Reputation: 69
I have two DataFrames of 20 rows and 4 columns. The names and value types of the columns are the same.
One of the columns is the title
, the other 3 are values.
df1
title col1 col2 col3
apple a d g
pear b e h
grape c f i
df2
title col1 col2 col3
carrot q t w
pumpkin r u x
sprouts s v y
Now I would like to create 3 separate tables/lists subtracting each value of df1.col1 - df2.col1
| df1.col2 - df2.col2
| df1.col3 - df2.col3
. For df1.col1 - df2.col1
I expect an output that looks something among the lines of:
df1.title df2.title score
apple carrot (a - q)
apple pumpkin (a - r)
apple sprouts (a - s)
pear carrot (b - t)
pear pumpkin (b - u)
pear sprouts (b - v)
grape carrot (c - w)
grape pumpkin (c - x)
grape sprouts (c - y)
I tried to create a for loop using the following code:
for i in df1.iterrows():
score_col1 = df1.col1[[i]] - df2.col2[[j]]
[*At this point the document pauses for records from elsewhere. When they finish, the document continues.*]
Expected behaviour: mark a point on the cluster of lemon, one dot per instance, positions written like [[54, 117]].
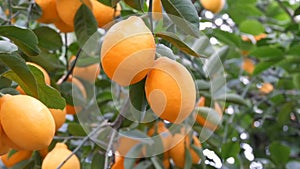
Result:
[[27, 125], [62, 12]]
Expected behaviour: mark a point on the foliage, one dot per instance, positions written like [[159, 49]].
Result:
[[257, 128]]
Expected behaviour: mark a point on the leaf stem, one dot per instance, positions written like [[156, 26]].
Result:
[[86, 138]]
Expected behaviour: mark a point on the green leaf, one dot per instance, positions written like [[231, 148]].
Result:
[[45, 93], [85, 24], [136, 4], [188, 159], [292, 165], [48, 38], [25, 39], [7, 47], [76, 129], [209, 114], [296, 80], [183, 14], [230, 149], [233, 98], [267, 52], [137, 95], [279, 153], [252, 27], [176, 41], [227, 38], [98, 160], [22, 73]]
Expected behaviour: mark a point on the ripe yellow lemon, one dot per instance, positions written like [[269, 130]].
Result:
[[63, 27], [67, 9], [170, 90], [128, 51], [104, 14], [214, 6], [15, 158], [59, 117], [73, 109], [49, 12], [3, 147], [27, 122], [55, 157]]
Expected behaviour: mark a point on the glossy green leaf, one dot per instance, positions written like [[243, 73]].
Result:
[[279, 153], [76, 129], [252, 27], [296, 80], [21, 72], [183, 14], [48, 38], [176, 41], [233, 98], [25, 39], [230, 149], [45, 93], [136, 4], [85, 24], [7, 47]]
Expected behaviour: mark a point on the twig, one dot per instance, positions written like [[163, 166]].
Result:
[[150, 16], [115, 125], [86, 138], [109, 148], [286, 10], [66, 50]]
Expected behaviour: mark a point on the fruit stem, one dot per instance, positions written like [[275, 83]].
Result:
[[86, 138], [72, 66], [150, 15]]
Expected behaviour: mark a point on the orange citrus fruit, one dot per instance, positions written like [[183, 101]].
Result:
[[4, 148], [248, 66], [170, 90], [27, 122], [88, 73], [46, 76], [67, 9], [63, 27], [15, 158], [119, 163], [177, 153], [59, 117], [156, 9], [104, 14], [128, 51], [59, 153], [49, 12], [214, 6], [73, 109], [266, 88]]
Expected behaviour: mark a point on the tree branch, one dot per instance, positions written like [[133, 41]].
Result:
[[86, 138]]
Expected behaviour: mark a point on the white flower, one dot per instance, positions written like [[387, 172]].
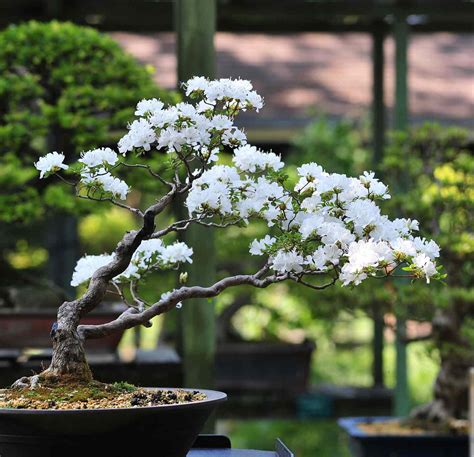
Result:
[[425, 265], [287, 262], [50, 163], [148, 106], [404, 246], [87, 266], [198, 83], [363, 255], [258, 246], [430, 248], [109, 183], [98, 157], [176, 253], [166, 295], [249, 158], [309, 173], [335, 232], [374, 186], [140, 135], [362, 213]]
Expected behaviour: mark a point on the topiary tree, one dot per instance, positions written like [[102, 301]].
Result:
[[62, 87], [325, 229], [438, 167]]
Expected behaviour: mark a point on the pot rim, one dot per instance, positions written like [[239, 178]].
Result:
[[212, 397]]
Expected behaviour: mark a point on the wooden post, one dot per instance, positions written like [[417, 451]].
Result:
[[402, 400], [378, 140], [195, 22], [471, 411]]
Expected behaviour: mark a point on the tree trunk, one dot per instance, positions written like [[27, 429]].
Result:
[[457, 355], [69, 358]]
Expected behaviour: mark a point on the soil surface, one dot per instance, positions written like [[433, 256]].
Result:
[[93, 395], [412, 427]]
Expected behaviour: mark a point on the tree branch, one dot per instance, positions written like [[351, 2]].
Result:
[[114, 202], [132, 318]]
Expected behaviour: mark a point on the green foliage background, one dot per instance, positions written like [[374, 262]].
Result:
[[62, 87]]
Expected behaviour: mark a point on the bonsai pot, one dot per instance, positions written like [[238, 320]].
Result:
[[168, 430], [281, 367], [363, 444], [23, 328]]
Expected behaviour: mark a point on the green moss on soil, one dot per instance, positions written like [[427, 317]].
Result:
[[93, 395]]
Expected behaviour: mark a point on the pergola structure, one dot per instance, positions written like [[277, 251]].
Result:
[[196, 21]]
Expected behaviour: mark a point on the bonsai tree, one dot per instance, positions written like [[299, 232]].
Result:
[[440, 176], [62, 86], [326, 229]]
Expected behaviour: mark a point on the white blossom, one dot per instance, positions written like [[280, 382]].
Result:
[[148, 106], [257, 247], [87, 266], [249, 158], [425, 265], [140, 135], [98, 157], [176, 253], [107, 182], [288, 262]]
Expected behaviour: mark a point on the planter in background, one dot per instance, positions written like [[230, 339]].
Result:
[[264, 366], [21, 329], [166, 430], [363, 444]]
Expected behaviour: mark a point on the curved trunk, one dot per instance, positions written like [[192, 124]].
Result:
[[457, 356], [69, 358]]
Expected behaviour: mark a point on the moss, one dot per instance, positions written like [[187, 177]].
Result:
[[93, 395]]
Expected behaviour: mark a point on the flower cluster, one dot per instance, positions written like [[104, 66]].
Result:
[[150, 255], [50, 163]]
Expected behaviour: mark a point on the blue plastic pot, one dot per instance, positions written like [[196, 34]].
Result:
[[363, 444]]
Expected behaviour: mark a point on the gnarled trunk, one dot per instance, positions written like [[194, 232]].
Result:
[[69, 358], [457, 355]]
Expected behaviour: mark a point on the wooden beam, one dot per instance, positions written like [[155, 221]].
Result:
[[402, 397], [195, 22], [378, 141]]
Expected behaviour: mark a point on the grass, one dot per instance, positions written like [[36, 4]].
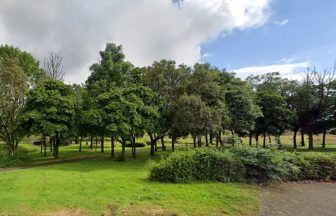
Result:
[[103, 186]]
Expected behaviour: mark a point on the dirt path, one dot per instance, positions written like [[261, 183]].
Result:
[[299, 199], [52, 162]]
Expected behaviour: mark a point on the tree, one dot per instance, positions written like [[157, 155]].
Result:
[[49, 111], [53, 66], [18, 71], [13, 87]]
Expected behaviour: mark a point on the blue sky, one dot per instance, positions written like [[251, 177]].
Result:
[[245, 36], [296, 31]]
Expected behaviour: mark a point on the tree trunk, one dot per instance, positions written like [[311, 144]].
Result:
[[324, 137], [51, 143], [134, 147], [194, 141], [199, 141], [264, 140], [96, 146], [294, 138], [102, 141], [112, 147], [123, 144], [56, 147], [153, 143], [311, 141], [91, 143], [173, 143], [302, 139], [211, 137], [250, 139], [206, 139], [162, 143]]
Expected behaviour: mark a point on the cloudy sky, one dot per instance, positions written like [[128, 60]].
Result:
[[246, 36]]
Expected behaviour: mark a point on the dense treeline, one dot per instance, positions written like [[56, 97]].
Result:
[[124, 102]]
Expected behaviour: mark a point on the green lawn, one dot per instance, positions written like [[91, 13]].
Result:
[[103, 186]]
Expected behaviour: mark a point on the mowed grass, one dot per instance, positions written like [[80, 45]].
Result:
[[105, 187]]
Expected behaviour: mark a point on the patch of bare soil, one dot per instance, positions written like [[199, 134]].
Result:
[[151, 210], [299, 199]]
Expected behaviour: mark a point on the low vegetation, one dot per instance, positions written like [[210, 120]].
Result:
[[241, 164]]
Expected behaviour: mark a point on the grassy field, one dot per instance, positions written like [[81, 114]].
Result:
[[105, 187]]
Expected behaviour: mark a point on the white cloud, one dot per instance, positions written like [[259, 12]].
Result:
[[291, 71], [281, 22], [148, 29]]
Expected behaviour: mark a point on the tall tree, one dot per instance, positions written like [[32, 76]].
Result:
[[53, 66], [49, 111]]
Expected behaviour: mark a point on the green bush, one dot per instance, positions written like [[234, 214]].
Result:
[[137, 144], [243, 163], [20, 157], [316, 166], [266, 164], [200, 165]]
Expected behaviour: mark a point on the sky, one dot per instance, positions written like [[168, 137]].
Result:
[[244, 36]]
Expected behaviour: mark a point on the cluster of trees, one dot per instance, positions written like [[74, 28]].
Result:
[[124, 102]]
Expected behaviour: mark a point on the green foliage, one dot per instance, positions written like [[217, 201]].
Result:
[[200, 165], [243, 163], [137, 144], [19, 157], [265, 164]]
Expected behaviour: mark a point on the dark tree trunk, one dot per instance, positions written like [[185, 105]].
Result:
[[211, 137], [173, 143], [51, 143], [302, 139], [206, 139], [324, 137], [80, 144], [112, 147], [162, 143], [123, 144], [264, 140], [134, 147], [199, 141], [153, 144], [45, 147], [194, 141], [294, 138], [91, 143], [102, 141], [96, 144], [250, 139], [311, 141]]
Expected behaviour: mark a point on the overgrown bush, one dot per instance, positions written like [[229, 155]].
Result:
[[243, 163], [266, 164], [201, 165], [20, 157]]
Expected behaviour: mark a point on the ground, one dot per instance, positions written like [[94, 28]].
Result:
[[300, 199], [103, 186], [98, 185]]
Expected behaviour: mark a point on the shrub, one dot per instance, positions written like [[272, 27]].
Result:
[[316, 166], [20, 157], [240, 163], [266, 164], [200, 165]]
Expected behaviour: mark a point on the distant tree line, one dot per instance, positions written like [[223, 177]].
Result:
[[124, 102]]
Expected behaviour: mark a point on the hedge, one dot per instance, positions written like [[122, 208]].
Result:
[[240, 164]]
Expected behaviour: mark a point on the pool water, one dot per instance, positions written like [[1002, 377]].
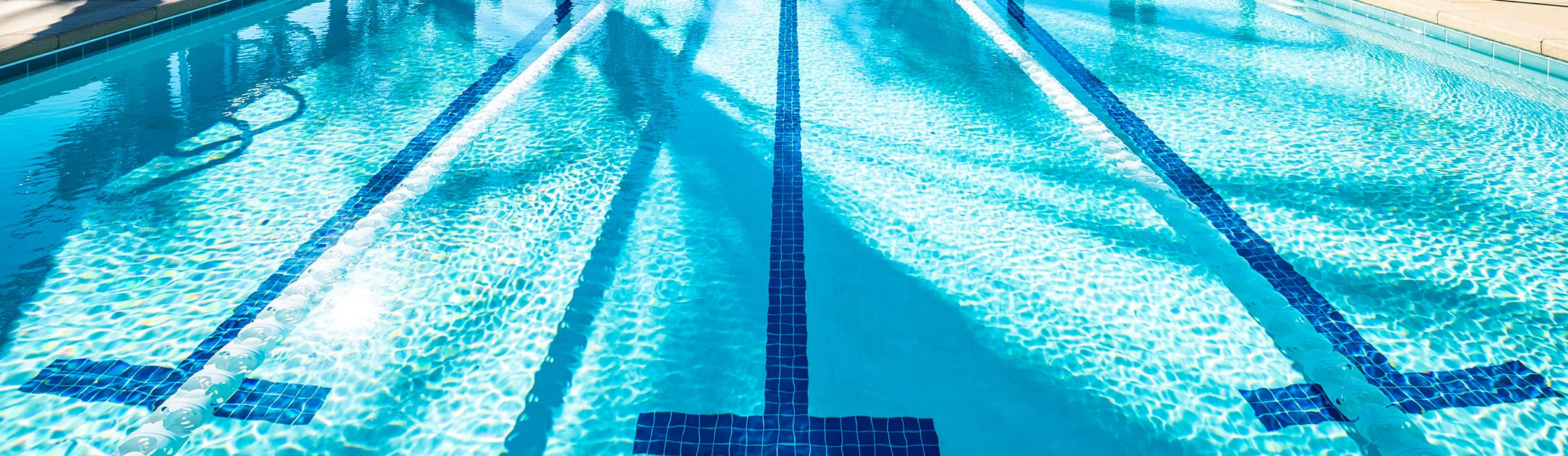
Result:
[[589, 228]]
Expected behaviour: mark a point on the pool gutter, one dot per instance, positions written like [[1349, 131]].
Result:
[[40, 48]]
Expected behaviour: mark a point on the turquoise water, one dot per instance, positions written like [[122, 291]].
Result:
[[974, 256]]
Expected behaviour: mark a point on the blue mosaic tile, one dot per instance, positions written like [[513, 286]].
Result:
[[1295, 405], [150, 386], [785, 425]]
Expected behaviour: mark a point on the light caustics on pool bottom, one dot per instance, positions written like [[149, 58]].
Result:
[[971, 256]]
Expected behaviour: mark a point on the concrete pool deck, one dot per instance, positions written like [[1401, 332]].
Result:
[[1537, 25], [36, 27]]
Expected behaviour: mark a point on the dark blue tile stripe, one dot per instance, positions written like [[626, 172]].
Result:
[[786, 367], [122, 383], [257, 400], [785, 425], [372, 193], [684, 434], [76, 52], [1514, 384]]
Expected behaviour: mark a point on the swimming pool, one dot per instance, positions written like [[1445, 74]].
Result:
[[589, 228]]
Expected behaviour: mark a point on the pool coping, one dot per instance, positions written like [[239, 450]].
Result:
[[1471, 22], [44, 52]]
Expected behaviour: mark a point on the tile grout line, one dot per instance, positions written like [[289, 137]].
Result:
[[169, 428]]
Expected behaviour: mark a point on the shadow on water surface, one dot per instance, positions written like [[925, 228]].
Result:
[[140, 113]]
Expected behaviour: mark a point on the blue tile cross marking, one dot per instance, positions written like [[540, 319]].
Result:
[[148, 386], [1300, 403], [785, 426]]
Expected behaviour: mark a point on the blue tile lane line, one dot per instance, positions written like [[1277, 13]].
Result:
[[1300, 403], [150, 386], [785, 425]]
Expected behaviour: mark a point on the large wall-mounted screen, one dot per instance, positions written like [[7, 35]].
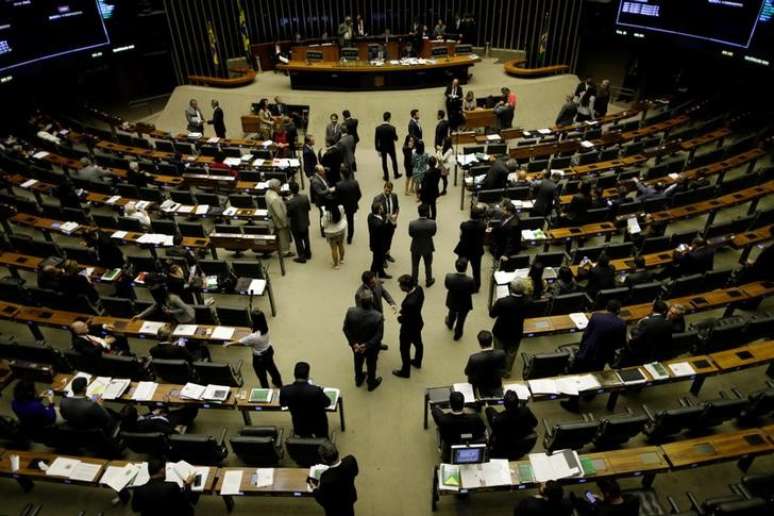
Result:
[[36, 30]]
score_col2 = df1.col2[[i]] - df2.col2[[j]]
score_col3 = df1.col3[[i]] - df2.col3[[j]]
score_total = score_col1 + score_col2 + score_col3
i = i + 1
In return, I received an output for score_col1
looking like this:
df1.title df2.title score
apple carrot (a - q)
pear carrot (b - t)
grape carrot (c - w)
Can someone help me to obtain the expected output?
Upvotes: 1
Views: 275
Reputation: 231
a1 = ['apple','pear', 'banana']
b1 = [56,32,23]
c1 = [12,34,90]
d1 = [87,65,23]
a2 = ['carrot','pumpkin','sprouts']
b2 = [16,12,93]
c2 = [12,32,70]
d2 = [81,55,21]
df1 = pd.DataFrame({'title':a1, 'col1':b1, 'col2':c1, 'col3':d1})
df2 = pd.DataFrame({'title':a2, 'col1':b2, 'col2':c2, 'col3':d2})
res_df = pd.DataFrame([])
cols = ['col1','col2','col3']
for c in cols:
res_df = pd.DataFrame([])
for i,j in df1.iterrows():
for k,l in df2.iterrows():
res_df = res_df.append(pd.DataFrame({'title_df1':j.title, 'title_df2':l.title, 'score':j[str(c)] - l[str(c)]},index=[0]), ignore_index=True)
print(res_df)
Upvotes: 1